2. The beamforming optimization method for an IRS-assisted MISO communication system according to claim 1, characterized in that, In an IRS-assisted MISO communication system, the access point (AP) is equipped with M antennas, the user has a single antenna, and the IRS has N reflecting elements, each with a controllable phase. The reflection coefficient matrix of the IRS is a diagonal matrix. , The phase shift of the nth reflecting unit in the IRS; Define the channel gain matrix between the AP and the user as follows: The channel gain matrix between the IRS and the user is The channel gain matrix between AP and IRS is ; Let represent a complex matrix of dimension N×M.
3. The beamforming optimization method for an IRS-assisted MISO communication system according to claim 2, characterized in that, Define the AP's transmit signal as: Where s represents the data sent by the AP to the user, and the AP uses linear transmission precoding as the beamforming vector, denoted as... ; The user's received signal is: in, This indicates that the expression follows a pattern with a mean of 0 and a variance of . Gaussian noise.
4. A beamforming optimization device for an IRS-assisted MISO communication system implementing the method of any one of claims 1-3, characterized in that, include: The channel estimation module is used to construct an IRS-assisted MISO communication system and to construct a problem P that jointly optimizes AP active beamforming and IRS passive beamforming. The problem transformation module is used to decompose problem P into beamforming vector optimization problem P1 and IRS phase shift optimization problem P2 through alternating optimization.

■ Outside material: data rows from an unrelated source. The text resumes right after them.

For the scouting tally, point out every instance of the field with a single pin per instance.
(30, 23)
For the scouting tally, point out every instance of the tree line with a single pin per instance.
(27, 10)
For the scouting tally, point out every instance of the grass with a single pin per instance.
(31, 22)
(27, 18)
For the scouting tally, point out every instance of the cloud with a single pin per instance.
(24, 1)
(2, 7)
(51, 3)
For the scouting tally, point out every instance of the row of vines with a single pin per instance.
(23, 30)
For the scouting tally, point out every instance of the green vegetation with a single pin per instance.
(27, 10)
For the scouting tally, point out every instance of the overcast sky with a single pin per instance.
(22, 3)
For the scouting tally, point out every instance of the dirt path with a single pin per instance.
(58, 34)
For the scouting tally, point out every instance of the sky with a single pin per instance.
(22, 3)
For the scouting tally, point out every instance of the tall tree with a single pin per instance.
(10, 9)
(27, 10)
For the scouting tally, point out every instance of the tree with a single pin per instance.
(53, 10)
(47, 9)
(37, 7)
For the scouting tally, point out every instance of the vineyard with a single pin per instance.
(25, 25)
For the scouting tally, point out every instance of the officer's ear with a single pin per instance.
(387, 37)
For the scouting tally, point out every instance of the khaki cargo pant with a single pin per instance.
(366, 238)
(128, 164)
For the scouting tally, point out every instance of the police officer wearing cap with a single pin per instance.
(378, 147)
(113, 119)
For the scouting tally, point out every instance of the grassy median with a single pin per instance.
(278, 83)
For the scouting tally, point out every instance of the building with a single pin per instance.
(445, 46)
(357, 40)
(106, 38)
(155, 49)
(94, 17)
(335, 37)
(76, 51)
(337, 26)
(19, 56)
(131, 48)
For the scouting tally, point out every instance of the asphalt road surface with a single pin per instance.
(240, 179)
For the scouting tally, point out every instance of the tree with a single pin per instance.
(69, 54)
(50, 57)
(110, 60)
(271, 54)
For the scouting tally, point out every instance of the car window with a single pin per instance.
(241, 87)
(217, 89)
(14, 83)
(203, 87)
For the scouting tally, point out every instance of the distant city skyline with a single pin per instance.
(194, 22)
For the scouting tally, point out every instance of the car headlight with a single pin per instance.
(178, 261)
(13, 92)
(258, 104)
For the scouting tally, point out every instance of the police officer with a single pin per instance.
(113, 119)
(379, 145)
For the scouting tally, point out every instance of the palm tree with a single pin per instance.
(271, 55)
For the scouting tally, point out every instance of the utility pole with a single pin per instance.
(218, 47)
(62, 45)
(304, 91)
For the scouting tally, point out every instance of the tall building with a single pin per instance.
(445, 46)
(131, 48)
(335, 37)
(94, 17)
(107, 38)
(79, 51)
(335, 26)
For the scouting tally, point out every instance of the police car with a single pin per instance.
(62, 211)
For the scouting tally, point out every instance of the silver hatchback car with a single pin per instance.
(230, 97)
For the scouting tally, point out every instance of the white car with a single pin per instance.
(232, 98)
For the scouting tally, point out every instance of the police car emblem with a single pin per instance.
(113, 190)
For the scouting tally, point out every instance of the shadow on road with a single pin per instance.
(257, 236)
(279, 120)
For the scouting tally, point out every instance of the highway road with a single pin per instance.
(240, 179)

AP transmitter beamforming module is used to fix the IRS phase shift matrix. Solve the beamforming vector optimization problem P1 to obtain the optimal beamforming vector. ; The IRS phase rotation factor calculation module is used to calculate the optimal beamforming vector obtained by the AP transmitter beamforming module. Solve the IRS phase shift optimization problem P2 to finally restore the data s sent by the AP to the user.
5. An electronic device, characterized in that, include: The processor, communication interface, memory, and communication bus are connected, with the processor, communication interface, and memory communicating with each other via the communication bus. The memory is used to store computer programs; The processor is used to execute the program stored in the memory to implement the steps of the beamforming optimization method for an IRS-assisted MISO communication system as described in any one of claims 1 to 3.